In the 2014 local elections, Peace and Democracy Party (BDP) candidate Mehmet Emin Özkan won the election over Justice and Development Party (AKP) candidate Hüseyin Mutlu by 32 votes. The AKP objected to the election.
The Bitlis Provincial Elections Board, which determined that there was no seal on the envelopes used in one polling station, decided to cancel the election and hold a re-election on June 1, 2014.
3. What is the significance of the YSK taking the decision as the process of vote-counting was ongoing?
The decision that the YSK took despite the open provision of Law No. 298, as well as its open declaration of the decision, is critical.
Since this decision was taken while the counting was still continuing, the BBCs immediately counted the unsealed votes and envelopes and added them to the “valid” votes. Thus, the possibility of identifying the number of unsealed envelopes and ballots in official reports is impossible.
4. How did the YSK head defend the decision?
“The YSK has not taken this decision for the first time. Dozens of its decisions, such as in 1990, 1994, 2004 and in similar cases, ruled that votes could not be voided due to the formal inefficiency of the BBCs,” said Sadi Güven, the head of YSK, defending the decision. The examples he presented were decisions dating back to a legal amendment in 2010.
5. Does this decision block the objections?
According to the main opposition Republican People’s Party (CHP) YSK representative Mehmet Hadimi Yakupoğlu, this decision closes off the right to appeal. The rule was changed while the counting was continuing in spite of the open provision.
All of the decisions made so far have been concluded after the BBCs completed the counting process and the votes were deemed either valid or invalid, with the situation being recorded. The YSK evaluated the votes and determined whether the changes “would change the election result.” This time, the YSK decided that the votes were valid while the counting was continuing. If the process had proceeded as it had previously, the BBCs would have classified the sealed and unsealed ballot papers and recorded the numbers. The YSK would have been asked for a final decision after the District Election Boards and Provincial Election Boards had made their decision.
6. Can the YSK decisions be appealed to the Constitutional Court?
YSK decisions are definitive, and there are no legal procedures to appeal to the Constitutional Court.

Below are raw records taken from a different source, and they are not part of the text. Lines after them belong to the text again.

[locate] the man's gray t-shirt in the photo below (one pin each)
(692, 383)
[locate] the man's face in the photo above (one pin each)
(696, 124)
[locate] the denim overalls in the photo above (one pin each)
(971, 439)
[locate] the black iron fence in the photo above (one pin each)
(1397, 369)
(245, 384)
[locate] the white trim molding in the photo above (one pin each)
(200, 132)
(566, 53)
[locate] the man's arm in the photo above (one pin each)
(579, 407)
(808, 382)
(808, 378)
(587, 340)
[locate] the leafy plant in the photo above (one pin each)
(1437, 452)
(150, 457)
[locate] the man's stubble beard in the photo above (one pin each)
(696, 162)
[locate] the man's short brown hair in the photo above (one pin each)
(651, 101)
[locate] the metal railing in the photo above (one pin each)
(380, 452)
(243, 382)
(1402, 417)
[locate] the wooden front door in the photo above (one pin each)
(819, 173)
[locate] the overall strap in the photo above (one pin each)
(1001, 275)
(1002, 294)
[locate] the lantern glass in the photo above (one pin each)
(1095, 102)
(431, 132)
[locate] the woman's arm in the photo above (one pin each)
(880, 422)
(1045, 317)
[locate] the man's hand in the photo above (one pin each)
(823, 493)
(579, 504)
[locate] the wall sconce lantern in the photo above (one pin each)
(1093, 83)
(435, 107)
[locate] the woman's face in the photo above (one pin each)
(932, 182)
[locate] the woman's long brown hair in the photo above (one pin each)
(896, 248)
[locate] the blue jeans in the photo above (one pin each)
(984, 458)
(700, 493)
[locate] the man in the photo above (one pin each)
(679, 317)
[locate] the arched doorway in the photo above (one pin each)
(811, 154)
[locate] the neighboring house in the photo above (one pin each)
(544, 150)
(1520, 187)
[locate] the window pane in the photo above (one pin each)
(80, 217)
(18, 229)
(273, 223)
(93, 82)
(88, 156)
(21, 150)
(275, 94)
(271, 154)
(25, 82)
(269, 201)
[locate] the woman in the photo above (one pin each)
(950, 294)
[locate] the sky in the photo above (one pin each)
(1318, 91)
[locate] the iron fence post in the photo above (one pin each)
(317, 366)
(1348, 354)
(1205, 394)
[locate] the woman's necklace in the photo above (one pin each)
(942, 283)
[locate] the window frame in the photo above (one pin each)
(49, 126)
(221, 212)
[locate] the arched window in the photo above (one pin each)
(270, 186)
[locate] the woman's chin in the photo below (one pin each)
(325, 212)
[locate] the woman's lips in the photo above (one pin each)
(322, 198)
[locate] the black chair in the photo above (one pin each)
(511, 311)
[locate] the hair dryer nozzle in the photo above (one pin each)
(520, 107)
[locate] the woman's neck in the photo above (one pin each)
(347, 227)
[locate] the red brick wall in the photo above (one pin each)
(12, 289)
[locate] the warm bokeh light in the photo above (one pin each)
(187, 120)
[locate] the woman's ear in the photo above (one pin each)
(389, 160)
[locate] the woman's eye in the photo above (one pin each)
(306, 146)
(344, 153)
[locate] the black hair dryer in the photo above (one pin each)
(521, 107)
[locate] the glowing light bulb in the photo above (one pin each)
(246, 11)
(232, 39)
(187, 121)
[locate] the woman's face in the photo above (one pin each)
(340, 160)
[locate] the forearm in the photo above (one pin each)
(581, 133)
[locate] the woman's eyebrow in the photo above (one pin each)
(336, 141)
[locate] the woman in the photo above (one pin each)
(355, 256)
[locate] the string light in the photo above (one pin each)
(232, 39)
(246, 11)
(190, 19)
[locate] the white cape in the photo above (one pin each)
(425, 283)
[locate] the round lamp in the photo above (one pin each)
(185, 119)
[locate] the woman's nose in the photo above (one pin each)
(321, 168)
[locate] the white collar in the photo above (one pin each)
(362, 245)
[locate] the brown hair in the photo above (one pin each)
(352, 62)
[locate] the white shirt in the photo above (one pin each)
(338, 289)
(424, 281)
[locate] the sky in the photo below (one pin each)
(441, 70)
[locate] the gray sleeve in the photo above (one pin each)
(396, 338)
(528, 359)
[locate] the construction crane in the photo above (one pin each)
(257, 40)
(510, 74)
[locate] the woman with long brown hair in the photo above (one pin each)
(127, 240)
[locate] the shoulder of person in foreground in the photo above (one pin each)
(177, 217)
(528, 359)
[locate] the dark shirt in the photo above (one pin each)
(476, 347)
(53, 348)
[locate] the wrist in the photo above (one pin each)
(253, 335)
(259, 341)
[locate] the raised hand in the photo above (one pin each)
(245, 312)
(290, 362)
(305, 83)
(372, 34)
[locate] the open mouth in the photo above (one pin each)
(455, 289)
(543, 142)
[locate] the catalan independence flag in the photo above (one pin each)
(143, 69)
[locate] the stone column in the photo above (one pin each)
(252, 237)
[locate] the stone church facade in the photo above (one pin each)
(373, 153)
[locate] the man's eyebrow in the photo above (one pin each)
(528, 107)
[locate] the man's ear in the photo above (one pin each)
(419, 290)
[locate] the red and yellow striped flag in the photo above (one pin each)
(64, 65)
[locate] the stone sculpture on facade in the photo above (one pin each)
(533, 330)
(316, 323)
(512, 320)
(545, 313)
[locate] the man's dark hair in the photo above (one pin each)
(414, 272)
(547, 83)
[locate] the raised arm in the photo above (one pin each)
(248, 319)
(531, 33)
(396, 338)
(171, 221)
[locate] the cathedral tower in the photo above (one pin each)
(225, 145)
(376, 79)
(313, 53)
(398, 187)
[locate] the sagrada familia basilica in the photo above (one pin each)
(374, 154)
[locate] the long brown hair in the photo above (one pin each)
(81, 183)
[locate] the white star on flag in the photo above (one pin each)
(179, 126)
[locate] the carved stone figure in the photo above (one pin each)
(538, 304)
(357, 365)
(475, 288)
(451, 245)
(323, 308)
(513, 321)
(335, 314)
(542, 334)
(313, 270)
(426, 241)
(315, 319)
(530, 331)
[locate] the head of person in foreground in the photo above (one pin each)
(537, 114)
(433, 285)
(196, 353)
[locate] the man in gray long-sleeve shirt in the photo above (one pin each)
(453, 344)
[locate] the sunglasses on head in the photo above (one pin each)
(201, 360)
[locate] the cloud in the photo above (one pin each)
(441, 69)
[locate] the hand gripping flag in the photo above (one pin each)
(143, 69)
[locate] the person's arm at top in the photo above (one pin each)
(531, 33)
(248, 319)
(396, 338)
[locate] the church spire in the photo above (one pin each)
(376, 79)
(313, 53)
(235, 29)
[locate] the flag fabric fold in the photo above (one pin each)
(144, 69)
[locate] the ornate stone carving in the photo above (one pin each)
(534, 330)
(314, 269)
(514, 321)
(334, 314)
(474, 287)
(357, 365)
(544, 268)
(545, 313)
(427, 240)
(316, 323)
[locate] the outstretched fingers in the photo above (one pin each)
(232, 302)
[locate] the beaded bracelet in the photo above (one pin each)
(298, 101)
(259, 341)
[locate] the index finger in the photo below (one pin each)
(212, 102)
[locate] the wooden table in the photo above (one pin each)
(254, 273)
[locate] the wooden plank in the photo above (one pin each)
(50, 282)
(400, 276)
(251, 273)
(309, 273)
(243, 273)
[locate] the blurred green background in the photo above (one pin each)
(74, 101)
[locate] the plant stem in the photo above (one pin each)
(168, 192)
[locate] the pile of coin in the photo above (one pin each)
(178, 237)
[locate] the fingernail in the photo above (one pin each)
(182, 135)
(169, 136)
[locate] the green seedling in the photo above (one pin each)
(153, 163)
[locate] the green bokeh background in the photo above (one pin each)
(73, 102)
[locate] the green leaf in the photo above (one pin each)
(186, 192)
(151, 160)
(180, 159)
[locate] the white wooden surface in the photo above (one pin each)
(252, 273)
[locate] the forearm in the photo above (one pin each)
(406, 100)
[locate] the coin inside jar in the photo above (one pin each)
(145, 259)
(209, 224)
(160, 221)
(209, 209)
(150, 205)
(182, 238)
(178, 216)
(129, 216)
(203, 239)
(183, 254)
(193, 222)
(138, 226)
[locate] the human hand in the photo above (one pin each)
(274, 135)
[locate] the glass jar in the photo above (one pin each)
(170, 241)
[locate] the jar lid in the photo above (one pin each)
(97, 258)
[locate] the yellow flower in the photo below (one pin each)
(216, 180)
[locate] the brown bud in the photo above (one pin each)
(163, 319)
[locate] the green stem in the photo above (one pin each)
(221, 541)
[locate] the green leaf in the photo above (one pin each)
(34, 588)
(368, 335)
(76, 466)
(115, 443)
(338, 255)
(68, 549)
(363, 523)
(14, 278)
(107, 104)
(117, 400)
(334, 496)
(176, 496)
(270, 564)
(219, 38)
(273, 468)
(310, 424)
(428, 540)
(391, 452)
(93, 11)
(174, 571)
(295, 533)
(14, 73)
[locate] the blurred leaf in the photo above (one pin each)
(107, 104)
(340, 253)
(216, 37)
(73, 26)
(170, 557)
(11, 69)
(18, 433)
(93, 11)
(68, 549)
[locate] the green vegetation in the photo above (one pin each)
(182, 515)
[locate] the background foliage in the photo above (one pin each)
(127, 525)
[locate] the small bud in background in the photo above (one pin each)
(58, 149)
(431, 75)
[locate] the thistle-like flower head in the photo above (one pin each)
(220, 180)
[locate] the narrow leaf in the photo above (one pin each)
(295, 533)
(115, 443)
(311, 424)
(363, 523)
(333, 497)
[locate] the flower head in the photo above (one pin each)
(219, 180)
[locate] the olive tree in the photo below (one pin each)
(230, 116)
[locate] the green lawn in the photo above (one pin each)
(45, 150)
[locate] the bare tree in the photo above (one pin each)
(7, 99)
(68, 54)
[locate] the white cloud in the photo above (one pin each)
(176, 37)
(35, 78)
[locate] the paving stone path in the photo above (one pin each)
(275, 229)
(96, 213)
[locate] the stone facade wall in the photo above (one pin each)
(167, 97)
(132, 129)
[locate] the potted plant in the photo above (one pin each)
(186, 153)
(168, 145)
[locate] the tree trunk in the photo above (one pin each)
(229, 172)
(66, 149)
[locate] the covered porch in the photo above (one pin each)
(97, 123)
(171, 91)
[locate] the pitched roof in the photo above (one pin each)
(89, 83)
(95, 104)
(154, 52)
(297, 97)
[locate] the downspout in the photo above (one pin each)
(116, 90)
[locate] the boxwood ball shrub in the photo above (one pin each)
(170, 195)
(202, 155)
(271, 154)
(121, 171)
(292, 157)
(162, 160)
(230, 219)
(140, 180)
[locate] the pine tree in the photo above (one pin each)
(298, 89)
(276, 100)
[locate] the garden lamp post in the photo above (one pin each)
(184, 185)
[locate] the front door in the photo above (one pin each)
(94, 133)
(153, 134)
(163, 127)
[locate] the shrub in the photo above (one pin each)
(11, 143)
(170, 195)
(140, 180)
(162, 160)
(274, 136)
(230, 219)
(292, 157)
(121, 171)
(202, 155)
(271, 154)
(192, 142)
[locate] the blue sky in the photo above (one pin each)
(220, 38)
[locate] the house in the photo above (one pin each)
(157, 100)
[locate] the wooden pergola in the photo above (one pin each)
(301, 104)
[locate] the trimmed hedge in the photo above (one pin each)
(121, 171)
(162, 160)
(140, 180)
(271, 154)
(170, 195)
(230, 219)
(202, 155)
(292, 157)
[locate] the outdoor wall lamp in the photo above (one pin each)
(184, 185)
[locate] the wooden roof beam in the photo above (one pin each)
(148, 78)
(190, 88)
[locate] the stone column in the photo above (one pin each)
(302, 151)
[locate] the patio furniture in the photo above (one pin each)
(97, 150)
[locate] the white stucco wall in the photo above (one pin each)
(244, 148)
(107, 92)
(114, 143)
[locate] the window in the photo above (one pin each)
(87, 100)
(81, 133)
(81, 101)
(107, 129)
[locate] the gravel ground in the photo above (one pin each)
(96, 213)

The court has previously rejected appeals concerning the decisions of the YSK, stating that it is not within its jurisdiction and that the decisions are “definitive.”
7. Has the Constitutional Court ever made a decision regarding unsealed envelopes and papers?
In a previous statement from the Ankara Bar Association, it was stated:
“As a matter of fact, in the decision of the Constitutional Court dated 06/02/2014 on Individual Application No. 2013/3912, it is mentioned that unsealed ballots would be deemed invalid even in the election of profession chambers. In this manner, it cannot be lawful for the YSK to ignore this prescriptive statute of justice for any reason.” The lawyers and Ankara Bar Association argue that this decision sets a precedent.
8. Is there any possibility that the referendum will be canceled?
This subject is completely within the authority of the YSK. Even though legal professionals have called for a cancelation, it is seen as unlikely that the YSK will take such a decision.